Image captions (version 4.0)

Image captions in Image Analysis 4.0 are available through the Caption and Dense Captions features.

The Caption feature generates a one-sentence description of all the image contents. Dense Captions provides more detail by generating one-sentence descriptions of up to 10 different regions of the image in addition to describing the whole image. Dense Captions also returns bounding box coordinates of the described image regions. Both of these features use the latest Florence-based AI models.

Image captioning is available in English only.

Important

Image captioning in Image Analysis 4.0 is only available in certain Azure data center regions: see Region availability. You must use an Azure AI Vision resource located in one of these regions to get results from Caption and Dense Captions features.

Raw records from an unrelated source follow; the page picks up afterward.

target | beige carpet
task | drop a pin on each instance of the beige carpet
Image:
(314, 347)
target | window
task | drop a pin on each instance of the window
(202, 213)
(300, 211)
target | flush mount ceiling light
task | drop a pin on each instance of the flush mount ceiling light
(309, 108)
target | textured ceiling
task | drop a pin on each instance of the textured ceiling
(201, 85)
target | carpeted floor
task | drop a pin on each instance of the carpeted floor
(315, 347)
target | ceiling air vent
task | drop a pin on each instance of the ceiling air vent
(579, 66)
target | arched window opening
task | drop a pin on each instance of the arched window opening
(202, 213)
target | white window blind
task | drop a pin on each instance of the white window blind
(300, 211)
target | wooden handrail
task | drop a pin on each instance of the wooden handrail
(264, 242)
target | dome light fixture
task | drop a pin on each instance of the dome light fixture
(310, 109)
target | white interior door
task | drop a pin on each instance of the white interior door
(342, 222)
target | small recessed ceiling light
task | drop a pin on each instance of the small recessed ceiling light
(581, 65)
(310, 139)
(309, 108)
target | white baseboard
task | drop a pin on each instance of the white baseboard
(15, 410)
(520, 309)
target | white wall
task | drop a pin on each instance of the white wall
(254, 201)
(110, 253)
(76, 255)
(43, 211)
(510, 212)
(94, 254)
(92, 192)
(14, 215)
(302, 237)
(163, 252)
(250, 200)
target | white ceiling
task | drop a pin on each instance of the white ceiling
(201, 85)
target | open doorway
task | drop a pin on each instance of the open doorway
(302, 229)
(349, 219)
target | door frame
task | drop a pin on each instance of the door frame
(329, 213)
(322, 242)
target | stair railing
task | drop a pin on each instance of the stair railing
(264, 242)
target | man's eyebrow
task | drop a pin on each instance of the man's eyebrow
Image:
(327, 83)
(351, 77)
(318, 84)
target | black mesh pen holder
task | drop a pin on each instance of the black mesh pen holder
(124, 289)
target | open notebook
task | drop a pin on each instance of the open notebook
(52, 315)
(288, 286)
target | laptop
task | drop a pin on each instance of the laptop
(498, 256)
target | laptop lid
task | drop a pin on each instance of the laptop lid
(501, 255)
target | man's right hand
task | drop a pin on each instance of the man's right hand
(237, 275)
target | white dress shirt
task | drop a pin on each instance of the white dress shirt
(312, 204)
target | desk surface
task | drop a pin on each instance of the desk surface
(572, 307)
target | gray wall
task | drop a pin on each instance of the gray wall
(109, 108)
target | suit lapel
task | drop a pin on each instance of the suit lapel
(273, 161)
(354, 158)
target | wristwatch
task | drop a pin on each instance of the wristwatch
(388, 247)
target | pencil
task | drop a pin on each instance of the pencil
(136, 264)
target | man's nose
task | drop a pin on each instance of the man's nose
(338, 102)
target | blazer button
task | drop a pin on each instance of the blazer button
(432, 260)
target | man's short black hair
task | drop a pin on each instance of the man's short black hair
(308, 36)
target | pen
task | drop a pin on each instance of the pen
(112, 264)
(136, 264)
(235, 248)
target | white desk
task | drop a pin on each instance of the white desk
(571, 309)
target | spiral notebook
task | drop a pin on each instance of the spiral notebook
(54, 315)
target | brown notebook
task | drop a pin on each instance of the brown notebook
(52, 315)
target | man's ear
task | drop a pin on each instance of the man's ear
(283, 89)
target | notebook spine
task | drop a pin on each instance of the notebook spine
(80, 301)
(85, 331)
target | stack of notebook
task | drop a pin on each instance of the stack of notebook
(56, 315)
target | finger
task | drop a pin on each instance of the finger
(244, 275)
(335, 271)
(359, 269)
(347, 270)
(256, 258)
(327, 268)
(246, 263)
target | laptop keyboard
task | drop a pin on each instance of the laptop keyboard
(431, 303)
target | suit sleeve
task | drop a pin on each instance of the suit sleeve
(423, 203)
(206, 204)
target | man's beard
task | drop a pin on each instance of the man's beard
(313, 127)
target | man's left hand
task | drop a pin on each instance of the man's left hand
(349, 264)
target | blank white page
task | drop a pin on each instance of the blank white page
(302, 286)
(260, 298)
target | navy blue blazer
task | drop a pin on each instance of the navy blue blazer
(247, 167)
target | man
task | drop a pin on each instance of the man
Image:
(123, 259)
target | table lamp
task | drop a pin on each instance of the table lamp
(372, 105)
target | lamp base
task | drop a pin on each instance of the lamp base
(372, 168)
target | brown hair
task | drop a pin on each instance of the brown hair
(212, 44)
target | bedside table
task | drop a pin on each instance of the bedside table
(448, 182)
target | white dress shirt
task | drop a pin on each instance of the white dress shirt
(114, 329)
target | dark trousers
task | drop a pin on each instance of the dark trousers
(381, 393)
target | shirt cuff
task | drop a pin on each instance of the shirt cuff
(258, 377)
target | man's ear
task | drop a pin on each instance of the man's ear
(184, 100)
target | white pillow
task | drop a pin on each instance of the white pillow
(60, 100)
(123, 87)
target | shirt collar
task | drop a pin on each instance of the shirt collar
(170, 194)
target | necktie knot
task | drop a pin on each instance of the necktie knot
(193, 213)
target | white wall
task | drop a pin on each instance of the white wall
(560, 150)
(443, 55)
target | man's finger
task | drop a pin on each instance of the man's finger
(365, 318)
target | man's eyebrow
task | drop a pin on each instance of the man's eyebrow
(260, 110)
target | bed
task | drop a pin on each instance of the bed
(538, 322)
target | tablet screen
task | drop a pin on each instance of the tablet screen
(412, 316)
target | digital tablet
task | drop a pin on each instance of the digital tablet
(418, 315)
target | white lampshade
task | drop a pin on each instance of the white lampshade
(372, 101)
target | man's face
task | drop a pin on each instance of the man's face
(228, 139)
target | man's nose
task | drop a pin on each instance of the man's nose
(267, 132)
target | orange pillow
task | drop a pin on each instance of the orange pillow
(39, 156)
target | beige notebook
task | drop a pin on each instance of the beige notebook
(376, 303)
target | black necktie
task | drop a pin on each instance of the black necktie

If you need to use a Vision resource outside these regions to generate image captions, please use Image Analysis 3.2 which is available in all Azure AI Vision regions.

Try out the image captioning features quickly and easily in your browser using Vision Studio.

Gender-neutral captions

By default, captions contain gender terms ("man", "woman", "boy" and "girl"). You have the option to replace these terms with "person" in your results and receive gender-neutral captions. You can do so by setting the optional API request parameter gender-neutral-caption to true in the request URL.

Caption and Dense Captions examples

The following JSON response illustrates what the Image Analysis 4.0 API returns when describing the example image based on its visual features.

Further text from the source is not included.